①本議案は、介護保険料値上げが盛り込まれた第21号議案「伊奈町介護保険条例の一部を改正する条例」の可決を前提とした予算編成であり、二元代表制下での予算編成の過程に問題があるため。

以上一点の理由から反対しました。
 

・第21号議案「伊奈町介護保険条例の一部を改正する条例」

①物価高の経済情勢のなか、国民健康保険料の値上げに加え、介護保険料も値上げとなると、生活と家計を一層圧迫させる要因の一つとなるため。

介護保険料の値上げが続くと、若い世代に将来への不安を更に与えることとなるため。

以上二点の理由から反対しました。

 

○反対討論の内容

 議席番号1番、改新みらいの冨井篤弥です。ただ今、議長より発言の許可をいただきましたので、第12号議案「令和6年度伊奈町介護保険特別会計予算」及び第21号議案「伊奈町介護保険条例の一部を改正する条例」の反対討論をいたしたいと思います。

 

 まず、第12号議案を反対とした理由は一つです。

 本議案は、これから採決される第21号議案の可決を前提とした予算編成であるからです。

 今回の予算は、介護保険料の値上げに関する伊奈町介護保険条例の改正案と密接に関わるものです。まさに、町民の皆さまの生活にも直結する議案でございます。

 しかしながら、介護保険特別会計予算については、当該予算に密接に関係する条例の改正について議会の採決を経ることなく、先んじて審議しております。

 これについては現状として、他の自治体でも同様な取り扱いがなされている事例がありますので、法的に問題がある訳ではないようです。

 それでも、条例という法律の立場、二元代表制という仕組みを考えたときに、条例改正案の可決が前提の予算編成となっていることは、適切な取り扱いであるとは言えません。

 予算を編成するにあたり、関連条例の改正を求めるのであれば、先んじて議会で当該条例改正案の審議や採決を経て、その結果に基づき、予算を編成することが二元代表制に基づいた望ましい取り扱いと考えます。

 先の第10号議案の国民健康保険特別会計予算については、それに関係する伊奈町国民健康保険税条例の改正を昨年の12月議会で審議し、町議会として可決という結論をだしました。町議会での意志決定等に基づき、町は予算を適切に編成されております。そういった点で、私どもは国保料の値上げには反対で、国保の制度の抜本的見直しを求める立場であることには変わりありませんが、予算については適正な編成がなされていると判断しましたので賛成としました。

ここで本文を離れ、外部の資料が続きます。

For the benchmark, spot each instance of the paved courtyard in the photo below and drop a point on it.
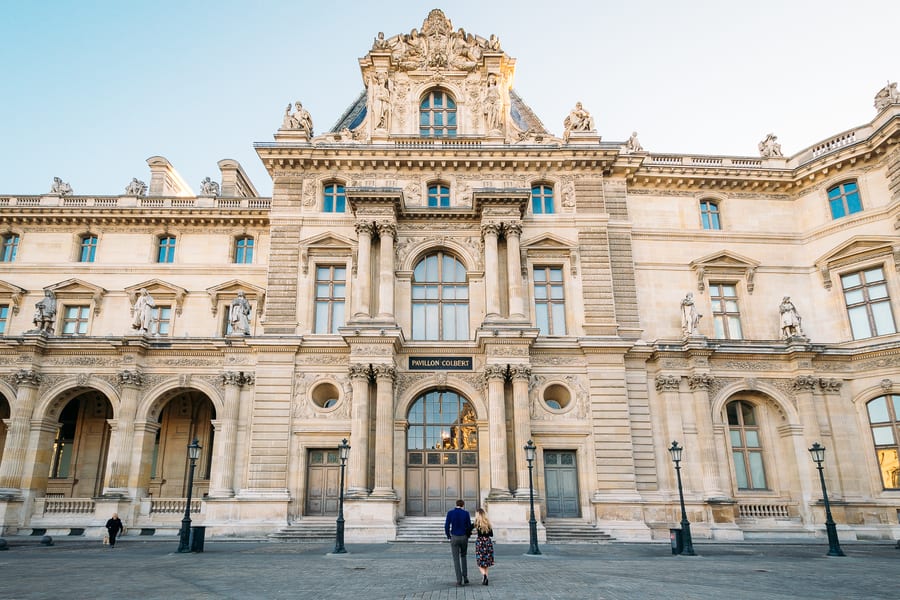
(76, 569)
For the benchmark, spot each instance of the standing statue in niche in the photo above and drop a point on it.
(578, 120)
(45, 313)
(300, 119)
(142, 312)
(209, 187)
(790, 319)
(381, 101)
(239, 315)
(60, 187)
(690, 318)
(769, 147)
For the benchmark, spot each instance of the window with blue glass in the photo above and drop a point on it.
(542, 199)
(335, 198)
(10, 247)
(243, 250)
(709, 214)
(843, 199)
(166, 249)
(437, 115)
(88, 248)
(438, 195)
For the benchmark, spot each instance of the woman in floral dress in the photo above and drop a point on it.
(484, 545)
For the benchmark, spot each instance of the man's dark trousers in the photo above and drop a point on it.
(458, 546)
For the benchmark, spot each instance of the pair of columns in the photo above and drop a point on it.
(358, 467)
(495, 377)
(387, 232)
(512, 231)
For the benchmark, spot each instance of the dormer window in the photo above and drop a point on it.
(438, 195)
(437, 115)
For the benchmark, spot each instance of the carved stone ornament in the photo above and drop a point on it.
(27, 377)
(126, 377)
(667, 382)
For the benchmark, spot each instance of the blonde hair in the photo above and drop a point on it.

 しかしながら、第12号議案につきましては、伊奈町介護保険条例の改正が前提という予算編成の過程に問題がございますので反対といたしました。

 

 次に、第21号議案を反対とした理由でございますが、二つあります。

 まず一つ目に、物価高騰の経済情勢のなかで、国民健康保険料の値上げに加えて、本議案で提案されている介護保険料の値上げとなりますと、町民の皆さまの生活と家計を一層圧迫させる要因となるからです。

 介護保険料につきましては、現行の第8期の基準額は年額66,000円、月額で5,500円ですが、本議案では第9期の基準額は年額75,600円、月額で6,300円となっており、年額では9,600円、月額で800円の値上げとなります。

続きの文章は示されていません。